Сверкающие щиты поют, каждый свое и все об одном, а у Алеся в памяти то вздымаются, то раскатываются волны былого…
Под этот напев, медленно раскачиваясь, идет, плывет, мерно, сурово грохоча по мокрой мостовой подкованными ботинками, тяжелая, серая польская рота.
Тяжесть железа — пулеметы и каски. Дождливое утро, тяжелые, низкие тучи. Души под гнетом последнего выхода — из казарм в окопы.
Песня совсем здесь некстати, — поют механизмы, точно ключом заведенные словами команды.
Пулеметчик Руневич знает, подхватил где-то мимоходом, на путях самоучки, а теперь припомнил и несет с собой слова одного из самых законченных солдафонов, Павла Первого:
«Солдат есть простой механизм, артикулом предусмотренный».
Лишь одного из этих предусмотренных механизмов прорвало живым человеческим протестом… Накануне, во время чистки оружия, рота пела. Без команды, сама, под настроение. Как раз эту песню морской тоски. И вот на словах «Хлопцы, настал наш час…» молчаливый, уже немолодой резервист, сам почему-то не принимавший участия в пении, вдруг неожиданно упал грудью в нательной сорочке на покрытую мазутом сталь «максима» и странно, совсем не по-мужски, разрыдался…
А они, вчерашние рекруты, «герои» после шестимесячного обучения, — они подсмеивались: это, мол, не кадровик, только что из дому, от бабы…

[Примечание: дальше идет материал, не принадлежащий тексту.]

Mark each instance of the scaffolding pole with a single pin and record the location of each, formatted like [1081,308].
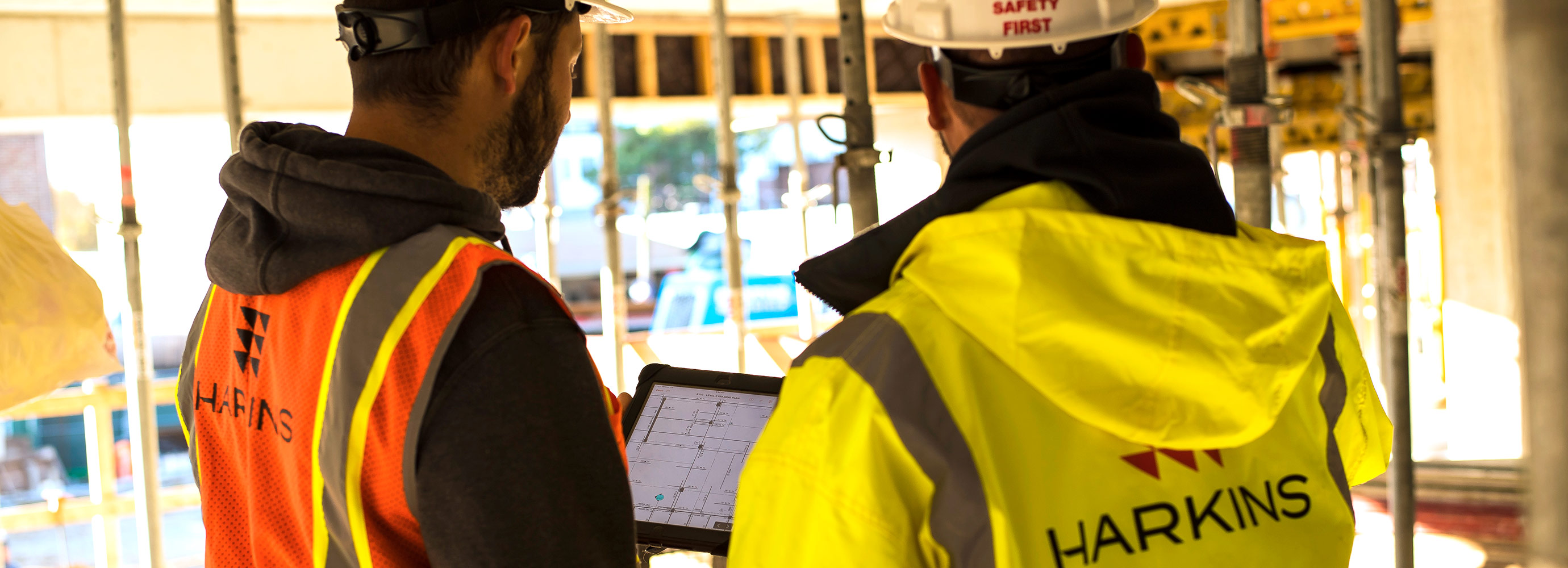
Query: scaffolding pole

Жен у них не было. Над словом «дети» они не задумывались. Глубоко, в недосягаемых тайниках, хранили образы самых любимых, самых несчастных — матерей.
И к лучшему, что их здесь нет.
Ведь как нехорошо, что вот они стоят и плачут на обочине — две, три, четыре мамы местных ребят.
А ребята — все, и те четверо тоже! — совсем равнодушно идут; механически колышется строй, тихо лязгает мрачный, тяжелый металл войны, что заглушил тепло живой души.
До сих пор все казалось лишь забавой. Извечной, веселой, гадкой, однако — забавой. И марши, и казармы, и начальники, служебная строгость которых хотя и доводила иной раз до слез, до возмущения, однако чаще вызывала смех у здоровых, беззаботных парней. «Мне что — отслужить и домой вернуться, только и всего!..»
Даже когда они летом тридцать девятого рыли окопы на границе территории «вольного города» Гданьска, все казалось им только забавой. Границы в настоящем смысле этого слова тут не было: двадцать метров нейтральной полосы — и враг, гитлеровцы, которые уже фактически превратили «вольный» Гданьск в свой, немецкий Данциг. Стоят, скаля зубы, подсмеиваются по-польски:
— Ко́пай, ко́пай, а кто запла́ци?..
Словно сами напрашиваются на оплеуху.
Но им отвечали согласно приказу сперва молчанием, а потом, отходя, забавно воинственной песней:
Забавой казалась даже первая ночная перестрелка, вспыхнувшая за два дня до начала войны. Эх, здорово зацокотали над долиной, над морем их пулеметы!.. «Забава» эта была не на самой границе, а на склоне поросшего буками холма, где в глубоких, извилистых окопах и блиндажах засела Алесева рота.
Блиндажи, вернее говоря — просто землянки, точно второпях, были крыты в два наката тонким сосняком. А ведь делались они, так же как хорошо замаскированные окопы и двойная линия проволочных заграждений, как будто бы основательно, все лето.
В свой блиндаж Руневич с товарищами по пулеметному расчету принесли из брошенного жителями дома старый, без толку болтливый будильник; над входом, имея в виду не только своих, черной краской намалевали: «Посторонним вход строго воспрещен»; поймали, привели и посадили на веревку, для полной домовитости, пестрого несолидного щенка. Позднее, во время первого артобстрела, цуцик счастливо сорвался и удрал, а хозяева блиндажа, шесть рядовых и плютоновый, стали куда серьезнее.
В тот же первый день к Руневичу с другого фланга обороны под вечер пришел землячок, веселый Коля Боярин из стрелковой роты, и приволок откуда-то — «в гости с пустыми руками не ходят» — ведро вишневого варенья. Да Алесю было уже невесело.
Душу его разрывали тоска и отчаяние. И днем, и бессонною ночью, и на следующее утро…
Вот ты колышешься, море, — чудесное, тихое море! — и прозрачные волны так благозвучно, чуть слышно, нежно изгибаются под щедрой лаской утреннего сентябрьского солнца.